Is it though? Could you really say a 200 Hz CRT is going to beat a 540 Hz LCD with backlight strobing? Has anyone actually done thorough testing to confirm it? Motion clarity is made up of a lot of parts, it can't be ballpark guessed.
CRT has zero input lag. It is pure analog electronics with no buffering. "Racing the beam". Digital buffered displays are down to a few milliseconds but cannot ever be as low as CRT.
As an FPGA engineer that has developed custom monitors, I see no technical reason why an LCD panel cannot be driven with zero latency or buffering. It may just be that almost all monitors/TVs sold on the market happen to implement some type of buffering to have room for image enhancements etc. but it is not a requirement.
I don't see how you do a fair comparison. How do you even drive a CRT with a modern graphics card? Presumably you have some sort of digital to analog converter box, but wouldn't that add a touch of latency and defeat the purpose of the CRT?
When the analog signal enters the CRT, there are nanoseconds of lag before that signal causes the phosphor to be lit up on the other side. That is different to how a typical digital display works (with buffering) and that is where you get the zero input lag of CRT.
> presumably you have some sort of digital to analog converter box
Yes the CRT will display the output of that DAC in real-time. No additional buffering/latency after that conversion.

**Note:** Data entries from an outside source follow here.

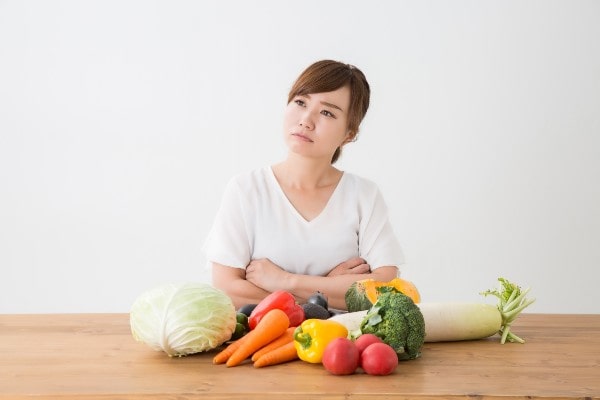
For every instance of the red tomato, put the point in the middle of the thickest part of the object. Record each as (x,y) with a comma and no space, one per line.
(341,357)
(379,359)
(365,340)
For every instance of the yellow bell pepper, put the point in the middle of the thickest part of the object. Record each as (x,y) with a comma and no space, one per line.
(313,335)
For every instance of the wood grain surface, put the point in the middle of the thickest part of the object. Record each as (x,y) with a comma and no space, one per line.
(93,356)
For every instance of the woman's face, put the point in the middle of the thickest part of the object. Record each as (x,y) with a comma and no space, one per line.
(316,124)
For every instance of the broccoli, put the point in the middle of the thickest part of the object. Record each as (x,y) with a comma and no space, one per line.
(397,321)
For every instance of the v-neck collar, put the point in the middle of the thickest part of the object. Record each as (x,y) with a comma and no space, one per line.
(291,206)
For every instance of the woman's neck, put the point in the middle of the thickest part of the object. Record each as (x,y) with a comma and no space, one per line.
(303,173)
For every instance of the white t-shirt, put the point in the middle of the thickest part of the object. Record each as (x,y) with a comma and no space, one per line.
(256,220)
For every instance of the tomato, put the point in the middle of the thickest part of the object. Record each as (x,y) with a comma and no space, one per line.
(363,341)
(341,357)
(379,359)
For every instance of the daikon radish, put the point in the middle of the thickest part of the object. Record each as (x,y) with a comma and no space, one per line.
(463,321)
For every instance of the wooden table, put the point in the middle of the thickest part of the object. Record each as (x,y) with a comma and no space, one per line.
(93,356)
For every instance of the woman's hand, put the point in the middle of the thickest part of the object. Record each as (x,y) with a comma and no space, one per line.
(354,265)
(265,274)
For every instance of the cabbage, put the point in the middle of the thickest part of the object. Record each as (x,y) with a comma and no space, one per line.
(183,319)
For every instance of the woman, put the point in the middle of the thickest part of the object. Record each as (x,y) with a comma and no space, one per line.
(302,225)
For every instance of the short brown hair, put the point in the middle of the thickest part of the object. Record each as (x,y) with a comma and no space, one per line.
(327,76)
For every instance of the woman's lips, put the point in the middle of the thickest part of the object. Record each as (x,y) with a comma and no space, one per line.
(302,137)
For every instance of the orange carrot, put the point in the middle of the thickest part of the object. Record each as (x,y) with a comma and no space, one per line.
(286,337)
(280,355)
(270,327)
(224,355)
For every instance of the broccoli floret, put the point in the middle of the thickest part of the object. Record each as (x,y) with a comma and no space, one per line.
(397,321)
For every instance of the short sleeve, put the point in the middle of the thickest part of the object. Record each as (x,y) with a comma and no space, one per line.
(378,243)
(228,242)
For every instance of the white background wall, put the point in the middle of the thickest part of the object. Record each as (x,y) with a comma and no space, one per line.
(121,121)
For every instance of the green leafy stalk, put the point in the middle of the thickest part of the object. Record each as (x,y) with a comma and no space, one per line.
(512,300)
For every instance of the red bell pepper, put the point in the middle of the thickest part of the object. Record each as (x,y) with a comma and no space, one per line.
(282,300)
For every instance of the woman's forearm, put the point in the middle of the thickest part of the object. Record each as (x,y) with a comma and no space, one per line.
(233,283)
(335,287)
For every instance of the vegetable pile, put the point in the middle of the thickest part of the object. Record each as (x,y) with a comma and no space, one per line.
(390,325)
(453,321)
(397,321)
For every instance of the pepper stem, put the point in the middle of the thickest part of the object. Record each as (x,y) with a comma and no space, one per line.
(303,338)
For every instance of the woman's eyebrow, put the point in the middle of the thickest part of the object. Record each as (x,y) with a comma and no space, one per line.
(331,105)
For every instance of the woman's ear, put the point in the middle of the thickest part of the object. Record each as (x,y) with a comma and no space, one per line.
(350,137)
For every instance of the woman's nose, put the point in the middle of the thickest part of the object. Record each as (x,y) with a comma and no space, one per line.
(306,120)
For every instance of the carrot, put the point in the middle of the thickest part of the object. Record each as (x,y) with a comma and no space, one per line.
(286,337)
(282,354)
(224,355)
(270,327)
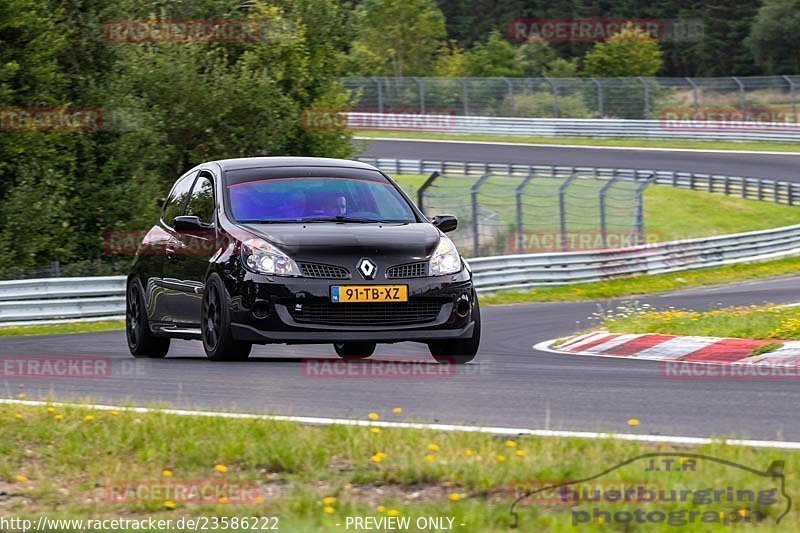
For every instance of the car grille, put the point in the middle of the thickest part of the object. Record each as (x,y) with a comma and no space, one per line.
(365,314)
(318,270)
(410,270)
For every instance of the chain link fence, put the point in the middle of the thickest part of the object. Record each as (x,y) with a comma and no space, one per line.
(624,98)
(549,209)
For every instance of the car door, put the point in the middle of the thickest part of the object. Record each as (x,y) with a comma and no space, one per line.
(192,250)
(167,284)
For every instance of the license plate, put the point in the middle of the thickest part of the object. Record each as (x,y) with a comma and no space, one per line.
(369,293)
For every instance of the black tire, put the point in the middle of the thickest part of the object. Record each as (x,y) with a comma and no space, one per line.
(141,341)
(354,350)
(462,350)
(215,325)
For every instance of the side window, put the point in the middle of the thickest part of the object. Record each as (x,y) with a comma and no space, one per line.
(179,193)
(201,203)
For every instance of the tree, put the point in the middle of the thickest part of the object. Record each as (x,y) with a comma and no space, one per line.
(495,58)
(165,108)
(630,52)
(775,37)
(396,37)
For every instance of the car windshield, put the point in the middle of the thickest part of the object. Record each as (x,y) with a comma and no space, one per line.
(318,199)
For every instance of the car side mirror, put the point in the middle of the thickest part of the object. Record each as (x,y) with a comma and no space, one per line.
(445,223)
(188,223)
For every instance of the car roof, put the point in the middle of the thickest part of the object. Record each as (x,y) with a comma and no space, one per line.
(265,162)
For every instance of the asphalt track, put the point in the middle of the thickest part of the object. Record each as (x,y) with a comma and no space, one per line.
(510,384)
(772,166)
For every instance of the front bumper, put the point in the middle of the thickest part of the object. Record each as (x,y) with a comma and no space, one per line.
(262,311)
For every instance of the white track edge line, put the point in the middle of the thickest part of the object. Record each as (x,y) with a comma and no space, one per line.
(671,439)
(589,147)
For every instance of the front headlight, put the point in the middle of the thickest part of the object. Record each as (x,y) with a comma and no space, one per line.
(260,256)
(445,259)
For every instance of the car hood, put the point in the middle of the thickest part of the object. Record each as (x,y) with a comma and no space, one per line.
(330,240)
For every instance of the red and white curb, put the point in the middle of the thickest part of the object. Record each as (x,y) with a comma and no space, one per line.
(689,349)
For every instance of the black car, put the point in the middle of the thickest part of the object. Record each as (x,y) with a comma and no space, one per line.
(298,250)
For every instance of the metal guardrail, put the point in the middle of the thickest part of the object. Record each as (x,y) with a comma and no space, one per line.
(519,271)
(61,298)
(70,298)
(51,299)
(777,191)
(629,98)
(576,127)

The Atari 2600 video hardware had no framebuffer and the code running on the CPU was racing the electron beam, updating the graphics mid-scanline in real-time while the electron beam was scanning that line on the display. That was about as raw and zero lag as it gets. The other 8 bit and 16 bit consoles also did not have framebuffers.
Another guy has commented here saying that in theory you could do the same with digital displays. In practice they buffer the input and add latency.
Depending on the display and the input type, some CRT displays do digitize and buffer the signal so that they can do some of the filtering and decoding digitally. The amount that they buffer is generally only on the order of a few lines, though.
CRT has zero input lag from signal to phosphor (maybe a few nanoseconds due to speed of electronics and the electron beam itself) but it will take a few milliseconds to scan an entire frame.
With vsync enabled I guess you could have effectively lower input lag from a well engineered 500hz digital display, when considering lag for complete frames.
If the system is fully engineered to race the beam then you can't beat zero input lag for CRT on mid scanline.
And of course, modern OLED beats the pants off of both in that regard.